Hartwig Gauder had previously suffered from heart problems before dying of a heart attack ©Getty Images

Olympic race walking gold medallist Hartwig Gauder of Germany has died at the age of 65 after suffering complications from a heart attack.

According to Thüringer Allgemeine, Gauder was on dialysis for a few months after suffering kidney failure, with a planned transplant not occurring before he died.

At the Moscow 1980 Olympics, Gauder won the 50 kilometre walk by nearly two minutes when he competed for East Germany, and he would win bronze at Seoul 1988.

He was also the World Championships gold medallist in Rome in the same event in 1987, a year after he achieved the same feat at the 1986 European Championships in Stuttgart.

Later, representing the unified Germany, he would finish third at the 1991 Tokyo World Championships and he also won bronze at the 1990 European Championships in Split in Croatia.

This was not the first time Gauder had issues with his heart, as he previously suffered a virus infection in 1996 at 41-years-old.

After living with an artificial heart for several months, he received a heart transplant.

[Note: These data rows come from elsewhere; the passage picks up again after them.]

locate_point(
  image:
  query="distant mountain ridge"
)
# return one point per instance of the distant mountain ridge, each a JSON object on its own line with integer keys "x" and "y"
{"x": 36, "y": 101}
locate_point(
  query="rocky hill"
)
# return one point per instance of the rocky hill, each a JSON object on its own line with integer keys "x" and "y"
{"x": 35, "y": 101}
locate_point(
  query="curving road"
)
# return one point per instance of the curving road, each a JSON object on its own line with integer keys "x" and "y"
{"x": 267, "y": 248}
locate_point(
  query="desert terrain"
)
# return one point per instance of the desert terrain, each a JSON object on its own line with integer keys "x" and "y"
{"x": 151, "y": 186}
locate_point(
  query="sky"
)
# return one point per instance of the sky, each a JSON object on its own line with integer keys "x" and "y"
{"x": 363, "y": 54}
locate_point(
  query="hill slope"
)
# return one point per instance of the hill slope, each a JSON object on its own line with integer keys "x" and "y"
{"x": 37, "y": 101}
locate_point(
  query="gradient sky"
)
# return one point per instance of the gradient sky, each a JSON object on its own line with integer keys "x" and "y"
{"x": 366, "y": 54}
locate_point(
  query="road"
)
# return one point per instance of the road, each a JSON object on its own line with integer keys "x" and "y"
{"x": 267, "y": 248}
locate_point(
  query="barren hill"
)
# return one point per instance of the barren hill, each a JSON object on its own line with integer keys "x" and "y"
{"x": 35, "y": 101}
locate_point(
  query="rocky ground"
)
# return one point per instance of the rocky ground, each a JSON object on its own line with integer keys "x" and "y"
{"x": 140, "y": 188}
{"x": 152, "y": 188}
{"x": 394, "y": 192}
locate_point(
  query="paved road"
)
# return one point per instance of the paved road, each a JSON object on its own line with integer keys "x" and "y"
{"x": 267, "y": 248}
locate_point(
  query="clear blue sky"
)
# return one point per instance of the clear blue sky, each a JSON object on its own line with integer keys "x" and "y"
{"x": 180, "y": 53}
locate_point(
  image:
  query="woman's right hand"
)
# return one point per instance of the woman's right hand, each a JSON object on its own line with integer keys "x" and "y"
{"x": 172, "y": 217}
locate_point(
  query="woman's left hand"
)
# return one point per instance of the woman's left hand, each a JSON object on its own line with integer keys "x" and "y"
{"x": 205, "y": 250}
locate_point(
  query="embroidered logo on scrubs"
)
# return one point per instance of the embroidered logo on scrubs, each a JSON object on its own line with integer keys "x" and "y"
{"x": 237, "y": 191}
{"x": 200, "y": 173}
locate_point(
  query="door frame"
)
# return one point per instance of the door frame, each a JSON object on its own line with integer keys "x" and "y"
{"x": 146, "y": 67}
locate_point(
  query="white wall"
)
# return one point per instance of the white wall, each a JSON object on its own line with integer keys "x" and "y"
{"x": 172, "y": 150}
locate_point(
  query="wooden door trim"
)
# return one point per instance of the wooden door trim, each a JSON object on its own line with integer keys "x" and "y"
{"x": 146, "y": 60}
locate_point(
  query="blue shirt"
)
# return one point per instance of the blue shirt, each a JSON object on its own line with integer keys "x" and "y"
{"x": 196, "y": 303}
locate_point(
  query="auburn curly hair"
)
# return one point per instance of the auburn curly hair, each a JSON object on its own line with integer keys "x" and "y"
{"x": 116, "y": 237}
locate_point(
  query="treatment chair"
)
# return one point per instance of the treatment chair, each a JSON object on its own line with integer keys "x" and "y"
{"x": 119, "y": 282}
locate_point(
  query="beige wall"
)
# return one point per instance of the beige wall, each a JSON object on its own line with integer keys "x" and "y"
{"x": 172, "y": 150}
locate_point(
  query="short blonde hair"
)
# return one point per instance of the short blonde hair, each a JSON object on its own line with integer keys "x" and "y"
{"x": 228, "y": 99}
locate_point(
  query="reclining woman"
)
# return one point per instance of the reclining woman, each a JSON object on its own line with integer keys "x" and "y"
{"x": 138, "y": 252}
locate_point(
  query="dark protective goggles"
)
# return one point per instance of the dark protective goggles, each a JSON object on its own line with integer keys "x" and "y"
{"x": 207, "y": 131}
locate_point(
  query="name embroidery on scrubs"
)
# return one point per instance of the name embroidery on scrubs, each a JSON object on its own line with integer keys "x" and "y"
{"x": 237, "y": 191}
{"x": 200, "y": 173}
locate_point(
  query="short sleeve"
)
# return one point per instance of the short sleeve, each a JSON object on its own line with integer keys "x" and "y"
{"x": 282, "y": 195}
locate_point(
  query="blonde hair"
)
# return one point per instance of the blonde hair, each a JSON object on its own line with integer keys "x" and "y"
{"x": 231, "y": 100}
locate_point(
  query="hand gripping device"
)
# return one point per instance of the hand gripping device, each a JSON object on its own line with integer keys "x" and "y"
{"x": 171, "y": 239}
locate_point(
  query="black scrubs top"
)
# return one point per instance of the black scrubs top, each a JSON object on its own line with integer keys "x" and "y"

Hailing from the German state of Thuringia, the region's Prime Minister Bodo Ramelow expressed his condolences by calling Gauder "intelligent and popular".

Ramelow said: "Today Thuringia has lost one of his most talented athletes and a tireless champion for organ donation, Hartwig Gauder.

"We mourn the loss of a great person, his memory lives on."

Gauder made history in 2003 when he became the first person to climb Japan's Mount Fuji with a second heart.

He also competed in several marathons with his new heart, including in Berlin and New York.

After he ended his career at the World Championships in Stuttgart in 1993, the press voted him "Walker of the Century".